In these cases, the lending institutions might say that if prepayment of the loan has not been done, they will sell the security. But it does not usually happen. The main reason that stops the bank from taking this step is that they won’t always get the adequate amount from selling the collateral gold. The prices of the gold change daily and there’s always a risk of depreciating in the value of gold. So if the LTV ratio is very less, then lenders might not get the loaned amount after selling the deposited gold. Also, there are other costs involved in the process when the lenders try to sell the collateral. These costs can also depreciate up to 15-20% if they sell in an auction.

Here are three things that you can do if the lender is asking for prepayment of the Gold Loan:

Ask for some time

If the lender sends you a notice for prepayment, the first thing that you can do is asking for some time. Don’t hesitate while taking this step. Write back to the lending institution, or go to their office and meet them in person. Make them aware of your problem and inform them why you can’t repay the loan amount immediately. There are good chances that the lending institution will understand your problem and give you some time to arrange money.

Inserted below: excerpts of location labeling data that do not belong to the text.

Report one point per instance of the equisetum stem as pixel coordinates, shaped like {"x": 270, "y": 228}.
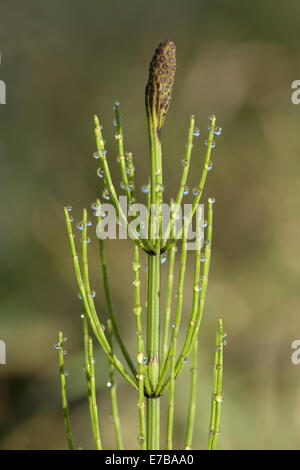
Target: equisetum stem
{"x": 217, "y": 397}
{"x": 110, "y": 306}
{"x": 64, "y": 392}
{"x": 167, "y": 315}
{"x": 113, "y": 393}
{"x": 185, "y": 171}
{"x": 153, "y": 423}
{"x": 192, "y": 401}
{"x": 172, "y": 348}
{"x": 111, "y": 189}
{"x": 90, "y": 379}
{"x": 200, "y": 187}
{"x": 92, "y": 316}
{"x": 142, "y": 377}
{"x": 153, "y": 282}
{"x": 170, "y": 421}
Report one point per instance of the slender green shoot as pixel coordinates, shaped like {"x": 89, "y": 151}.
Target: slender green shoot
{"x": 90, "y": 380}
{"x": 113, "y": 393}
{"x": 217, "y": 396}
{"x": 109, "y": 301}
{"x": 93, "y": 319}
{"x": 62, "y": 376}
{"x": 192, "y": 400}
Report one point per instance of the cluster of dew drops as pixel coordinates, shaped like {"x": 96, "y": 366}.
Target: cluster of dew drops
{"x": 59, "y": 347}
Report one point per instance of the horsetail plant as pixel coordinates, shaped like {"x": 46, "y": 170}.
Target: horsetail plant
{"x": 159, "y": 358}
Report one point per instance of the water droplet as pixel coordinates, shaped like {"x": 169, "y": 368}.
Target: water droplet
{"x": 100, "y": 172}
{"x": 163, "y": 258}
{"x": 137, "y": 310}
{"x": 159, "y": 188}
{"x": 197, "y": 287}
{"x": 218, "y": 131}
{"x": 218, "y": 397}
{"x": 135, "y": 266}
{"x": 105, "y": 194}
{"x": 212, "y": 144}
{"x": 196, "y": 132}
{"x": 140, "y": 438}
{"x": 145, "y": 188}
{"x": 209, "y": 166}
{"x": 186, "y": 190}
{"x": 129, "y": 187}
{"x": 95, "y": 205}
{"x": 140, "y": 358}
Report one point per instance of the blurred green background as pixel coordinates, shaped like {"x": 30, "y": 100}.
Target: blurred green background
{"x": 63, "y": 61}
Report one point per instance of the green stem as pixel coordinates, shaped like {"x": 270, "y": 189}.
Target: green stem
{"x": 64, "y": 392}
{"x": 91, "y": 385}
{"x": 110, "y": 306}
{"x": 217, "y": 397}
{"x": 153, "y": 413}
{"x": 113, "y": 394}
{"x": 192, "y": 402}
{"x": 90, "y": 309}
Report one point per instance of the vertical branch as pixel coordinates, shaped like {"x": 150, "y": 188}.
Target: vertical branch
{"x": 113, "y": 394}
{"x": 167, "y": 315}
{"x": 192, "y": 401}
{"x": 217, "y": 397}
{"x": 142, "y": 377}
{"x": 91, "y": 385}
{"x": 109, "y": 302}
{"x": 64, "y": 392}
{"x": 91, "y": 314}
{"x": 172, "y": 350}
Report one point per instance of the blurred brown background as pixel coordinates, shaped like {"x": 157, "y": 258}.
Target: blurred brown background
{"x": 63, "y": 61}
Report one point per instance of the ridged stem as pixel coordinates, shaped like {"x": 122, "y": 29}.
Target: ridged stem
{"x": 113, "y": 393}
{"x": 64, "y": 400}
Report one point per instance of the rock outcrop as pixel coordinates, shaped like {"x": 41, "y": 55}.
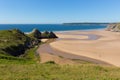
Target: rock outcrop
{"x": 15, "y": 42}
{"x": 113, "y": 27}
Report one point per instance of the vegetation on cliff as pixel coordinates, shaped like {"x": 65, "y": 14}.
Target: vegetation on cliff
{"x": 14, "y": 42}
{"x": 113, "y": 27}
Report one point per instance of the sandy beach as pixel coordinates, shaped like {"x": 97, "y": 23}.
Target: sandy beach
{"x": 99, "y": 45}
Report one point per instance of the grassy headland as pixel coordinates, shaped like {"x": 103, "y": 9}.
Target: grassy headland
{"x": 24, "y": 66}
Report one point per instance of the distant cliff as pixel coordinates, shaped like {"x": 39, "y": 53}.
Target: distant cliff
{"x": 113, "y": 27}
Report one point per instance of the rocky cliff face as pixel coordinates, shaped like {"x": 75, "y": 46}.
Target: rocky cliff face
{"x": 14, "y": 42}
{"x": 113, "y": 27}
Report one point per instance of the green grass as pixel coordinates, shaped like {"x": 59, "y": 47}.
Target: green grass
{"x": 57, "y": 72}
{"x": 26, "y": 67}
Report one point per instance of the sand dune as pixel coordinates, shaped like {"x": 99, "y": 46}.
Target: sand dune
{"x": 100, "y": 45}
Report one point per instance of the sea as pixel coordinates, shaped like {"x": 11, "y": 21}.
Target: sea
{"x": 50, "y": 27}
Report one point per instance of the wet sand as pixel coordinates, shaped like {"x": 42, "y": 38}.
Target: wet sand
{"x": 102, "y": 46}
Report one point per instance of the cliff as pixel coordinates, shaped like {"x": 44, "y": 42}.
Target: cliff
{"x": 113, "y": 27}
{"x": 15, "y": 42}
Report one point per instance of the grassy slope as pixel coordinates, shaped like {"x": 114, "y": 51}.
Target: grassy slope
{"x": 26, "y": 68}
{"x": 57, "y": 72}
{"x": 11, "y": 41}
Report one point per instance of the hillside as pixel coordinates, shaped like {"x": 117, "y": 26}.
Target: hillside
{"x": 113, "y": 27}
{"x": 15, "y": 42}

It is a plus if you have a good credit score. It will make the lenders trust you even more and they will feel freer while offering you an additional grace period.

Paying only interest monthly

A good option for the repayment of the loan in these cases is repaying the interest amount as per the scheduled equated monthly instalment (EMI). This will save you from the burden of paying EMI and the principal amount at the same time. You can easily pay off the principal amount after the maturity of the loan.

The method works best for those who do not have enough cash flow to pay the interest and the principal amount. But while opting for this method, asks the lender if there is any higher interest rate that you have to pay for making the principal amount payable after the maturity of the loan.

Making partial payments

Another method for prepayment of the loan is making partial payments for both interest and the principal amount. The method gives a great advantage for loan repayment whenever you have the money to repay it. You can either repay the amount in one go or you can also save some amount of money and pay little by little. It does not matter how much you’re paying each time. The amount can be more or less, depending on your savings.

In this method, the total interest is calculated daily on the outstanding loan amount. This means that if you repay the principal amount early, you can get the benefit of a reduced interest rate.

You will lose your gold only in case you become entirely unable to pay back the loaned amount. But if you are constant with your payment, you are in a good spot.